Source: created by the author.

Recap

Now you’ve built a minimalist GPT!

To recap, for each word in the attention step, you determine which words (including self) each word should pay attention to, based on how well that word’s query (recipe) matches the other word’s key (tag). You mix together those words’ values (potions) proportional to the attention that word pays to them. You process this mixture to do some “thinking” (feed forward). Once each word is processed, you then combine the mixtures from all the other words to do more “thinking” (linear layer) and make the final prediction of what the next word should be.

Source: created by the author.

Side note: the language “decoder” is a vestige from the original paper, as Transformer was first used for machine translation tasks. You “encode” the source language into embeddings, and “decode” from the embeddings to the target language.

This is a good stopping point.

If you are eager to learn more, we will go over two more variants on top of the minimalist architecture above: Multi-Head Attention and repeated blocks.

Multi-Head Attention: Many Sets of Alchemists

So far, every word only has one alchemist’s recipe, one tag, and one potion. [For each word, each query, value, key is a single vector, not a matrix.] But we can get better results if we equip each word with a few sets of recipe, tag, potion. For reference, GPT uses 12 sets (aka 12 “attention heads”) per word. Maybe for each word, the alchemist from the first set specializes in analyzing sentiments, the alchemist from the second set specializes in resolving references (what does “it” refer to), etc.

Advanced note: The group of sentiment alchemists have only studied the sentiment potions; they wouldn’t know how to handle potions from the other sets, nor will they ever touch those. [V, K, Q from the same attention head are jointly trained. V, K, Q from different attention heads don’t interact in the Multi-Head Attention step.]

Source: created by the author.

The 12 alchemists of each word present their specialized, filled flasks together [concatenate output of different attention heads]. As a group, they do a giant chemical reaction using all these flasks and present one resulting potion [feed forward, aka linear layer].

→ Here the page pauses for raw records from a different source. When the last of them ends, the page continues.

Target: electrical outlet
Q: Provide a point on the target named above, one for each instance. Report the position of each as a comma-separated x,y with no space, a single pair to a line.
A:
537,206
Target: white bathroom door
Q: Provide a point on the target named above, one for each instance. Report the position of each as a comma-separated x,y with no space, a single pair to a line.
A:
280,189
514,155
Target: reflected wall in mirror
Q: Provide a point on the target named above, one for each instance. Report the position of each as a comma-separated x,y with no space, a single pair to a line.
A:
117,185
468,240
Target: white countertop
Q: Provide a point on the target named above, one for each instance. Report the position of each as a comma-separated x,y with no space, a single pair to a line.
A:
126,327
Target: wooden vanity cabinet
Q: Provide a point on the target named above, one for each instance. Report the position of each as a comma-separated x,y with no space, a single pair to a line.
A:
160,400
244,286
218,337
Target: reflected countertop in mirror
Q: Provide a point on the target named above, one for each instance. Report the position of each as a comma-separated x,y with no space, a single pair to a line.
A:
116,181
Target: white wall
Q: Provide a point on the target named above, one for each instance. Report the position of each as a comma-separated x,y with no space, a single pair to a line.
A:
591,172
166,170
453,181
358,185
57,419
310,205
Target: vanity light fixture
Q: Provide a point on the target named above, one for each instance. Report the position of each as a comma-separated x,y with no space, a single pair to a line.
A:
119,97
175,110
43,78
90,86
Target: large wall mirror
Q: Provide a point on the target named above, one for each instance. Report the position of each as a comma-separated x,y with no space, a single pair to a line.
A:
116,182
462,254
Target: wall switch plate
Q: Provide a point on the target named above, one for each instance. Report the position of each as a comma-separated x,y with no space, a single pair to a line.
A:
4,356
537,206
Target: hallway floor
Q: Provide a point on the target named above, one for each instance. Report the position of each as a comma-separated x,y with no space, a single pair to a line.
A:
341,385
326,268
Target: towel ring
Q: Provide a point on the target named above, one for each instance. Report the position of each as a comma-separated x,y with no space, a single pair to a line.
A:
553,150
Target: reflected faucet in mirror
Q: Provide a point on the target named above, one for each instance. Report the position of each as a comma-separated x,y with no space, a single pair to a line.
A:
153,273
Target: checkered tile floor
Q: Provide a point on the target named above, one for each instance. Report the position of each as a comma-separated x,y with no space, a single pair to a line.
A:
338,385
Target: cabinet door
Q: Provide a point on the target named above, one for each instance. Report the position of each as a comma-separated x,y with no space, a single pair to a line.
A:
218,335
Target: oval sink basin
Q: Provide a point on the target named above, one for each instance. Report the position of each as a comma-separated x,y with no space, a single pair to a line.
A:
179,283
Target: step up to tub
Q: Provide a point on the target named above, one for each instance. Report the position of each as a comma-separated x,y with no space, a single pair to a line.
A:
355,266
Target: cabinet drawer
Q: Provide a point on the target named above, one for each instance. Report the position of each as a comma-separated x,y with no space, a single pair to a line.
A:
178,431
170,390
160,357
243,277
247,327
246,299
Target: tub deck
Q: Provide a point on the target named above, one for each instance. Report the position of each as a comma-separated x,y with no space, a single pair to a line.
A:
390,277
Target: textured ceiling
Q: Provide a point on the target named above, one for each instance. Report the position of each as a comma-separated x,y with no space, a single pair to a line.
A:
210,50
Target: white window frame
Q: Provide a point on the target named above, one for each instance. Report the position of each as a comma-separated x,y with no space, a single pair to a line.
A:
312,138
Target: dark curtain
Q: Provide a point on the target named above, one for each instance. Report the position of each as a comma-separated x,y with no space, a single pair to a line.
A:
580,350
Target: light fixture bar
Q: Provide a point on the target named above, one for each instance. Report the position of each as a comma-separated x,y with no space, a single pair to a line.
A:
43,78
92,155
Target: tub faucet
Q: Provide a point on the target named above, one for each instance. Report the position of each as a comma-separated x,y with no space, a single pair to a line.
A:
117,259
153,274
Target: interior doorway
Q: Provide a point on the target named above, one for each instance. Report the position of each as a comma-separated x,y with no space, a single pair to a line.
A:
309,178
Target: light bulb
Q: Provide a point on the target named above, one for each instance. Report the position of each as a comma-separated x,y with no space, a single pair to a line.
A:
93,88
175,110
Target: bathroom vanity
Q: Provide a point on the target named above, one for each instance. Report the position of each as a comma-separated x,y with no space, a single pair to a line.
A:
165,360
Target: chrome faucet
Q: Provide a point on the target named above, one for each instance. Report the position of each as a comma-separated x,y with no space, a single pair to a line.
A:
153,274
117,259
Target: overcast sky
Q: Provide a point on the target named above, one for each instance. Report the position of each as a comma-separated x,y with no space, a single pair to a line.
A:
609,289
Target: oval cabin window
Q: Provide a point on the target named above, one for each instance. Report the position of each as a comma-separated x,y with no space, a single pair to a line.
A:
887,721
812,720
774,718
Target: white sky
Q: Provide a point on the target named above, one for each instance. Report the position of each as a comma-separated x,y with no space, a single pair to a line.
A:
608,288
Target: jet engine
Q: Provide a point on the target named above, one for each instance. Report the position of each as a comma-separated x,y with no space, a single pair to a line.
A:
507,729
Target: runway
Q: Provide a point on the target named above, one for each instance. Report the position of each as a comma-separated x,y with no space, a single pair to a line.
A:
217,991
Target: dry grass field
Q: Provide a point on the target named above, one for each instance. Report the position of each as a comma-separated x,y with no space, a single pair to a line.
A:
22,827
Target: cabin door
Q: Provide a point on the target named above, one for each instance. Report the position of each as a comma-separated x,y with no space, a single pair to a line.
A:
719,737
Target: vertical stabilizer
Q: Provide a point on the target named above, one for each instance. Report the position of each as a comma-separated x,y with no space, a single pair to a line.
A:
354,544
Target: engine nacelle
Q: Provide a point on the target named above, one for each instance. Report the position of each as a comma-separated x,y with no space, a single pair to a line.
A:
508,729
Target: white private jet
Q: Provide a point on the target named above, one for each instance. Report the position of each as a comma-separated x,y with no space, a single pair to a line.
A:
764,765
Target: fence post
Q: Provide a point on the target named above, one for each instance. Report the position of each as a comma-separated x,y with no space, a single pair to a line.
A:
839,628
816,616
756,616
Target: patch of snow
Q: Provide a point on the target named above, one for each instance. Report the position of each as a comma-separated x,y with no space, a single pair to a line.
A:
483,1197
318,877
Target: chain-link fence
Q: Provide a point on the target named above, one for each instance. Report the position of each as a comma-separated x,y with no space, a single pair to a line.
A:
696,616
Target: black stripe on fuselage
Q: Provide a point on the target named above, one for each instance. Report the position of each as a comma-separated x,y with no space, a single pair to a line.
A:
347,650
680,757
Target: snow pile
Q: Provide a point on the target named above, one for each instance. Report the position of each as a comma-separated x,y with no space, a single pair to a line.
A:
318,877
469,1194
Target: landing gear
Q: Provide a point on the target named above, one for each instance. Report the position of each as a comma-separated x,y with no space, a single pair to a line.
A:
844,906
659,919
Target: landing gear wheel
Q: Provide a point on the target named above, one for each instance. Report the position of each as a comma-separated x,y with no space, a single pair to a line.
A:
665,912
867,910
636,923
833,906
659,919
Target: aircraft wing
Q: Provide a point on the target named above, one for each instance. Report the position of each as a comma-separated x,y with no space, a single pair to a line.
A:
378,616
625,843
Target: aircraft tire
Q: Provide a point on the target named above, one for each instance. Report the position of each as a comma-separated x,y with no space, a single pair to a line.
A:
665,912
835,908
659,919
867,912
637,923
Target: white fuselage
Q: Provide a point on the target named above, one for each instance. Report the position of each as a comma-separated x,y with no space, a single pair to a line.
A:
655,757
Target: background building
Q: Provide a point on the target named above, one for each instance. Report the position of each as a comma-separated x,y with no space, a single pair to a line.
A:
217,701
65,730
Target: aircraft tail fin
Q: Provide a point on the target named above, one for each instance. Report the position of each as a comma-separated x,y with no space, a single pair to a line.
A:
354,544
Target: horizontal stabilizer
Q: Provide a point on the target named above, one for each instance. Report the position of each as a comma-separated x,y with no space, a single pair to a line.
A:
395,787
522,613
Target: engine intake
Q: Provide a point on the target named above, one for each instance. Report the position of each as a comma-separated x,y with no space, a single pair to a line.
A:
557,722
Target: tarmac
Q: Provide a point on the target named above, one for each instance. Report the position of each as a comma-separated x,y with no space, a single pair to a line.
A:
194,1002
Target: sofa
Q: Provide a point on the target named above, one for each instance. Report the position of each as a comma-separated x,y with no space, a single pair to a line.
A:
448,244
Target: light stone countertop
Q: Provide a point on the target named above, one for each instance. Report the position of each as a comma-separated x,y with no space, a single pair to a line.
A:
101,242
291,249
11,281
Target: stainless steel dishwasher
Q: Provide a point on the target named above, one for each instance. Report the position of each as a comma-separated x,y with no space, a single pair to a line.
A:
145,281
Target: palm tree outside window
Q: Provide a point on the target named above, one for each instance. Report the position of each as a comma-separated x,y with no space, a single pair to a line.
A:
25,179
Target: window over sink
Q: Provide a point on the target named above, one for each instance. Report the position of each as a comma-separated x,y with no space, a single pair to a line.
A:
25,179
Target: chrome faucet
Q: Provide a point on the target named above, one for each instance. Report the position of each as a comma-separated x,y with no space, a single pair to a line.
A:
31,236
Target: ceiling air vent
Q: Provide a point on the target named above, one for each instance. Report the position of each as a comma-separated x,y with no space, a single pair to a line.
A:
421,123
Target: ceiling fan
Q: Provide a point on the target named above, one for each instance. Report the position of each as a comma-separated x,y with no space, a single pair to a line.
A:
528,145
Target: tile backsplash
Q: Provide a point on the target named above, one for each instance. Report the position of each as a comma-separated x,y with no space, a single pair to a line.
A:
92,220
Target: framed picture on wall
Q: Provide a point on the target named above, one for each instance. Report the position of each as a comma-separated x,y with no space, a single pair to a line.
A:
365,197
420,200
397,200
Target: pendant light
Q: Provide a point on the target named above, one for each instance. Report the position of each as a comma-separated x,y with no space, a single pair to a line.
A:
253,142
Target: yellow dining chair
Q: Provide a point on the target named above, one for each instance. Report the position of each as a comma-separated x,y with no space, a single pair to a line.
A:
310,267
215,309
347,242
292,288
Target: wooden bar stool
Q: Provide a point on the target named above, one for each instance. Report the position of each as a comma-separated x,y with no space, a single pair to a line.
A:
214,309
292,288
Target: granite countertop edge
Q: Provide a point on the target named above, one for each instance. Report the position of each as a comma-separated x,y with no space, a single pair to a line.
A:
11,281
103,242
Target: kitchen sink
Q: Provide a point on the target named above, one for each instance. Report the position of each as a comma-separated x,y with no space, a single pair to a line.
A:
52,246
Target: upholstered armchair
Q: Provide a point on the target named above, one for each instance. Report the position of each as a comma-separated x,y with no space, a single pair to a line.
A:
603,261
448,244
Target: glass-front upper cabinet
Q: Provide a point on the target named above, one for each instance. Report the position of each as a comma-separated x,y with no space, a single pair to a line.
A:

Advanced note: Just like before, within the decoder block, flasks of different words don’t get mixed together. [The feed forward step is position-wise, meaning it applies to each word independently.]

This metaphor explains the following equation and diagram from the original paper.

Source: Attention is All You Need.

Stacking the Blocks: And … Repeat!

Source: created by the author.

For better results, we repeat the decoder block N times. For reference, GPT repeats 12 times. Intuitively, you want to intersperse the act of collecting potions from other relevant words (attention) and synthesizing those potions on your own to get meaning out of it (feed forward): collect, synthesize; collect, synthesize…

Now you can know alchemy… I mean…GPT!